即便帝王已經離開,即便榮府恢復了往日的寧靜,即便……崔琇依舊心有餘悸,膽顫心驚。
因為閉門不出,對任何官吏而言都是懲罰。
輾轉反側晝夜難眠,崔琇第二日醒來都還有些精神萎靡。
“琇哥兒可是昨日嚇怕了?”俞嬤嬤瞧著眼圈都有些烏黑的崔琇,柔聲開口:“不害怕,你大伯可喜歡孩子了。咱們開開心心去主院拿禮物好不好?”
崔琇乖乖巧巧點點頭,任由俞嬤嬤打扮著他,然後坐著驢趕往主院。
國公府主院,自是簷牙高啄,巍峨壯觀,端得大氣磅礴。一入主院堂屋,崔琇迎面便見赤金九龍青地大匾在陽光下迸發出灼人的光芒。
腳步一僵,崔琇緊張的捏了捏自己掌心的汗珠,才繼續邁步往裡走,但思緒還是控制不住偏飛起來。

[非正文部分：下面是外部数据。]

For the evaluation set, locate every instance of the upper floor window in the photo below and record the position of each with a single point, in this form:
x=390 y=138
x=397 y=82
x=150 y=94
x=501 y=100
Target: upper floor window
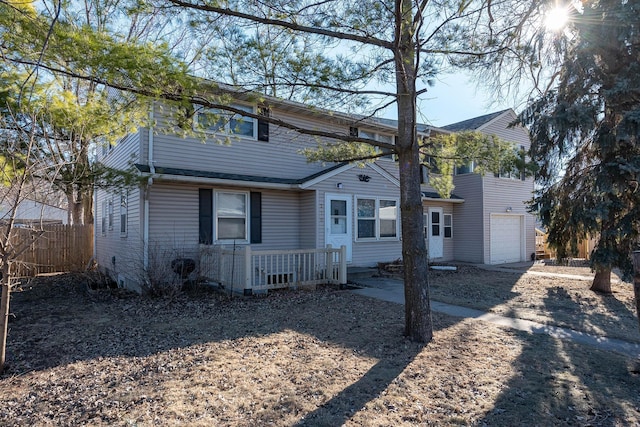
x=466 y=168
x=223 y=121
x=386 y=138
x=231 y=216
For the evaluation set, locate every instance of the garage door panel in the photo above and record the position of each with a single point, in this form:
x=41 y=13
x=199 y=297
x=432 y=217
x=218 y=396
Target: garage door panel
x=506 y=238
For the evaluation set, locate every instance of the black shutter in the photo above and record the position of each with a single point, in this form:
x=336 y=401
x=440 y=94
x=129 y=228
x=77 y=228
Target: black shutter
x=256 y=217
x=263 y=125
x=206 y=216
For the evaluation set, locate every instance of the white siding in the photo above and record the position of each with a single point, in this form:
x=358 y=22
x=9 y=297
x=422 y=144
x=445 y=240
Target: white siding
x=120 y=255
x=174 y=217
x=502 y=194
x=278 y=158
x=486 y=195
x=448 y=243
x=365 y=253
x=308 y=220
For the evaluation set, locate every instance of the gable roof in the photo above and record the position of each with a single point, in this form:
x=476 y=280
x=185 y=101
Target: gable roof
x=474 y=123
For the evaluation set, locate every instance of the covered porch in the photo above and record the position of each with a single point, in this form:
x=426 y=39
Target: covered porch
x=240 y=269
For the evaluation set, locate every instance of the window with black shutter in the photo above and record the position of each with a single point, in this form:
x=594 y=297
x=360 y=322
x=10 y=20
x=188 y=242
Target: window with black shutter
x=256 y=217
x=205 y=216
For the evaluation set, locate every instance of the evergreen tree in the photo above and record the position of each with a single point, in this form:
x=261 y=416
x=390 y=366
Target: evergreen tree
x=585 y=138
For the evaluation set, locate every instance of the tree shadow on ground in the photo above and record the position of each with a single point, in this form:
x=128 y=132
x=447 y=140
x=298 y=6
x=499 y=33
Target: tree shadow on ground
x=568 y=383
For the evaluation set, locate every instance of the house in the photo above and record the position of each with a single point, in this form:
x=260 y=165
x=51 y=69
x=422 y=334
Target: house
x=493 y=225
x=257 y=195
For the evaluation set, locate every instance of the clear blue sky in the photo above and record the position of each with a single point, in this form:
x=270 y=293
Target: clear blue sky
x=455 y=98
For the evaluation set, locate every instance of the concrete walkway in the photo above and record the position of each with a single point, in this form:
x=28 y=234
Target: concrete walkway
x=392 y=290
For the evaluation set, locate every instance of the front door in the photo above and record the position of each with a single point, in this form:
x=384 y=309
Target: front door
x=435 y=233
x=338 y=222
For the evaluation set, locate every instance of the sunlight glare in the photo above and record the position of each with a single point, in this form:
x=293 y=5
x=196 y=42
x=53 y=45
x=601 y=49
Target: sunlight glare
x=557 y=18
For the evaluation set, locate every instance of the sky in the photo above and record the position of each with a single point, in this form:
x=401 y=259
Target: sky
x=455 y=98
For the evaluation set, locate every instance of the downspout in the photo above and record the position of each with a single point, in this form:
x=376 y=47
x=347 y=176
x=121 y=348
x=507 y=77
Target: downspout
x=152 y=171
x=95 y=224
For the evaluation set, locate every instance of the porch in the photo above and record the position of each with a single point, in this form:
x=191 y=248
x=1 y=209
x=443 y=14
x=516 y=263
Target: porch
x=242 y=270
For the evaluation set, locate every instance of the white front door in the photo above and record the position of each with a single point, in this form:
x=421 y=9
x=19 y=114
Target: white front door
x=338 y=222
x=435 y=233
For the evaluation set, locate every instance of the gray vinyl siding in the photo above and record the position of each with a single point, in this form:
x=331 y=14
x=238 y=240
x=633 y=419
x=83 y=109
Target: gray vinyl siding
x=174 y=217
x=280 y=220
x=124 y=153
x=308 y=220
x=448 y=243
x=278 y=158
x=500 y=127
x=120 y=255
x=468 y=233
x=503 y=193
x=365 y=253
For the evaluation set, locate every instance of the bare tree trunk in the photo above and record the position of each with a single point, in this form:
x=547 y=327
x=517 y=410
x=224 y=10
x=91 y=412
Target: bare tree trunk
x=75 y=209
x=4 y=314
x=418 y=322
x=602 y=281
x=636 y=282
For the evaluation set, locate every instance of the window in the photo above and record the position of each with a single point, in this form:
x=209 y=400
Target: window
x=448 y=226
x=231 y=216
x=377 y=218
x=222 y=121
x=123 y=214
x=387 y=139
x=110 y=214
x=467 y=168
x=366 y=218
x=435 y=224
x=103 y=227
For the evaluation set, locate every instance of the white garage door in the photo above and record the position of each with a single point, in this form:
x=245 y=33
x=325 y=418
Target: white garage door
x=506 y=238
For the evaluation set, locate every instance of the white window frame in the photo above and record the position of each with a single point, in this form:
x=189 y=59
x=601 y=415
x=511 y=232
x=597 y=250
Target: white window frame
x=217 y=216
x=110 y=214
x=227 y=118
x=103 y=219
x=377 y=218
x=445 y=226
x=124 y=214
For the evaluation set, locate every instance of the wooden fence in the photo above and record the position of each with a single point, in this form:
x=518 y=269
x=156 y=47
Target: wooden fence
x=58 y=248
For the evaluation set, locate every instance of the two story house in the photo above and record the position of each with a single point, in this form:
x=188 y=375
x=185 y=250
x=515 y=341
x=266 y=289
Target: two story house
x=248 y=187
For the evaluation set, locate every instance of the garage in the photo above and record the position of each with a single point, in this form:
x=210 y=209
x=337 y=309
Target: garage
x=507 y=235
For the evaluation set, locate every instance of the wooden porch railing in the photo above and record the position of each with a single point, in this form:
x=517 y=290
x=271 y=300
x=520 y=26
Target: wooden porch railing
x=244 y=270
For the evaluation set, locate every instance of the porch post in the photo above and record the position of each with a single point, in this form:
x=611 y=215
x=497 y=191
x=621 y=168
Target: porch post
x=248 y=278
x=329 y=264
x=636 y=281
x=342 y=275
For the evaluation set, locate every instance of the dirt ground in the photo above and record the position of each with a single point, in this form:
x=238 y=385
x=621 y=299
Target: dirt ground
x=316 y=358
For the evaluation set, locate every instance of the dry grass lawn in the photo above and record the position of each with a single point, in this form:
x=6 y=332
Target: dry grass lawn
x=322 y=358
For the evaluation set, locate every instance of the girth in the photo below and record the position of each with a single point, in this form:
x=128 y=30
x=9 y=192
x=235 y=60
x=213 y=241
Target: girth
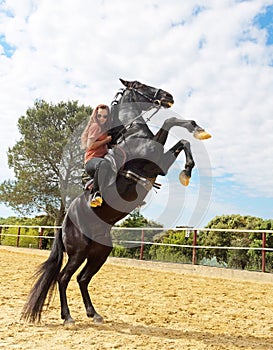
x=146 y=183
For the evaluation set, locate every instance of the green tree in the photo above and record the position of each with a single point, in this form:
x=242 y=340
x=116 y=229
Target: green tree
x=47 y=160
x=132 y=250
x=239 y=258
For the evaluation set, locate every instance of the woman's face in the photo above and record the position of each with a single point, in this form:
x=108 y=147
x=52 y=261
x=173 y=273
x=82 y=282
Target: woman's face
x=102 y=116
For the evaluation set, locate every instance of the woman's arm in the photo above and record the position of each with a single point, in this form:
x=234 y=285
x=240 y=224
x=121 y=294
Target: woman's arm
x=91 y=144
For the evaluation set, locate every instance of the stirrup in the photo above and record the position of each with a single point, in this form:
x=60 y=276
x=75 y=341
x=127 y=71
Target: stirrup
x=96 y=200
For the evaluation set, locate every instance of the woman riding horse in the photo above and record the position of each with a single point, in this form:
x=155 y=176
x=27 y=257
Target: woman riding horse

要知道崔家科舉世家再煊煊赫赫,他亦也是隻有連中三元后因神童之名被師座引薦親王,才有幸才在親王府開眼見過赤金九龍為樣式鑲嵌匾額之上。
這龍乃皇帝之兆,連皇子龍孫以龍為圖騰,都有所規定,最多用三爪。而崔家是五爪金龍。匾額上斗大“同輝堂”三個字。
下面還有一串小字:御賜榮國公崔鎮。
所以……
所以只能說崔鎮和武帝的感情是真的那個好。
暗暗感慨著,崔琇老老實實不敢打量屋內擺設,只順著俞嬤嬤的指示乖乖跪地:“琇兒拜見大伯。”
被喚做大伯的崔恩侯斜靠著椅背,瞥著跪地請安的崔琇,涼涼開口:“知道戰前擾亂軍心是什麼大罪嗎?”
聽得這帶著厲色的指責,崔琇回想昨日大哭一事,渾身一僵,但面上還是剋制住緊張之情,一臉茫然的開口:“大……大伯,您說什麼呀?”
最後一聲語氣詞,崔琇慢慢的,讓自己格外的慢,讓自己的音調軟綿,又帶著些孩童的無辜稚氣。
他不是個傻的,在自己弱小可欺時,年齡和外貌也是種優勢。這撒嬌的計策,曾經對他肅穆古板的祖父都有用。
就在崔琇篤定時,便聽得涼颼颼的一聲命令:“過來。”
剎那間崔琇腦袋“嗡”得一聲,有些空白。但最終還是悠悠起身,慢慢靠近崔恩侯。畢竟過來這個指令,三歲小孩聽得懂。
豈料剛靠近一步,他就被人狠狠的捏了一把。
崔琇:“???”
崔恩侯瞧著唇紅齒白,五官精緻的未來科考小苗苗揚著無辜的臉蛋瞅著他,雙手一起捏,還開口點評:“還不夠肉乎乎的。”
“再養胖一點好玩。”
從未受過如此非禮的崔琇捂著自己臉頰後退幾步,雙眸甚至都蒙出了水霧,帶著些委屈:“你……你……你非……非常壞。”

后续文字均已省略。